Clearly MySpace has been in the news and on people’s minds this year. To provide a snapshot of what people were truly looking to find over the past year, Ask.com unveiled a top 10 list of 2007’s most popular search terms. MySpace garnered the #1 spot, while no other social networking service made the top 10. But in the rapidly developing world of Web 2.0, there is no time for sitting on one’s laurels.

MySpace’s new program Transmissions launched last Tuesday. It will offer exclusive video content from recording artists—hoping to capitalize on the site’s prominence as a promotional platform for music artists and labels. Transmissions will also sell audio tracks, videos of private recording sessions and clips of question and answer sessions with artists. MySpace plans to archive this content and make it available on-demand through MySpace Transmissions and on MySpaceTV.

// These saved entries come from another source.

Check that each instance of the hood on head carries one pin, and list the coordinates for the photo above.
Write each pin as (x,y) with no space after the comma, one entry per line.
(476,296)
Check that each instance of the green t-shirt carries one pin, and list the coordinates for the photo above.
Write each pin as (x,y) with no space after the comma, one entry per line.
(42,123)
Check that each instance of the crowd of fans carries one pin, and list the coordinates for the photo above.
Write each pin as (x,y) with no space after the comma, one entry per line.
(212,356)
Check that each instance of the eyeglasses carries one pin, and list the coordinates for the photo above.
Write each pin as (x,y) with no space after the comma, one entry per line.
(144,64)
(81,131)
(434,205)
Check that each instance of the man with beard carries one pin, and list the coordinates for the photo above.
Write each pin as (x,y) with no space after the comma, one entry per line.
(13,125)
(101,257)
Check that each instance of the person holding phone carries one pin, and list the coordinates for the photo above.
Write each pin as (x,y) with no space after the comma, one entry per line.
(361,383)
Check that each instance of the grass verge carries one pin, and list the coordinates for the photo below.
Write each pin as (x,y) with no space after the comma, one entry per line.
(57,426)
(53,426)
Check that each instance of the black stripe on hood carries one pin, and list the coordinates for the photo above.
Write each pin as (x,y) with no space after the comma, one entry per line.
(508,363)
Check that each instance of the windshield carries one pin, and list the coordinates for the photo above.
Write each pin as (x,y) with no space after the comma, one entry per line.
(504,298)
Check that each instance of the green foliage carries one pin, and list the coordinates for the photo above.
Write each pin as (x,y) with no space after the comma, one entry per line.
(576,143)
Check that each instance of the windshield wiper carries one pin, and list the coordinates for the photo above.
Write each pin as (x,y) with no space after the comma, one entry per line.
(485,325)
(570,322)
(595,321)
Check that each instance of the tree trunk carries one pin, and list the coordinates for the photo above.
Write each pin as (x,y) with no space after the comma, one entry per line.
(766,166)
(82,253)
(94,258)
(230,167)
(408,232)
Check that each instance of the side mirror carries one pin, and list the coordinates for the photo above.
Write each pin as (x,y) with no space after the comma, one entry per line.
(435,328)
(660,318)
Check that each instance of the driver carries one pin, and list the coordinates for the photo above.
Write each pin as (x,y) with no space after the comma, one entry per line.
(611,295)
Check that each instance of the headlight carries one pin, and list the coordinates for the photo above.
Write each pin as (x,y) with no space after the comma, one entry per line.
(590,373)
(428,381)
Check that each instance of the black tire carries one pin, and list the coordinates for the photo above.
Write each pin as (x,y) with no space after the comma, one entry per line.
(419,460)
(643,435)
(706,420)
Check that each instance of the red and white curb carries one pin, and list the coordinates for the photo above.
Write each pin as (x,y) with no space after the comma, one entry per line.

In spite of their immense popularity, social networking sites such as MySpace and Facebook are still searching for successful ways to turn this prominence into revenue. And the music industry needs any solution it can find to its digital conundrum, wherein everyone wants to get their music online but nobody seems to want to pay for it. Josh Brooks, MySpace vice president of programming and content, said Transmissions represents the first in a series of new revenue models for music that the company plans to introduce. Brooks cited opportunities in the video and mobile arenas for potential expansion by MySpace explaining:

I think a lot of musicians are looking for new ways to forge ahead in the digital space.

Social networking sites provide a way for the ailing music industry to tap into the booming world of online video, bringing popular online music consumption into the legal realm and alluring the music industry with the possibility of profit. The visibility artists gain within social networking communities—and, if they play their cards right, the viral spread of their work—create a buzz across the Web, optimizing their product. In an Internet age ruled by Google, or at the very least by search, such visibility is essential.

In light of this, there may be two possible success stories for Transmissions. For the music industry, triumph will relate directly to people buying artist videos. Individual artists however, may find their happy ending in the site’s potential to raise awareness, spread their music, and ultimately optimize each artist’s brand through an increase in online video content and its visibility.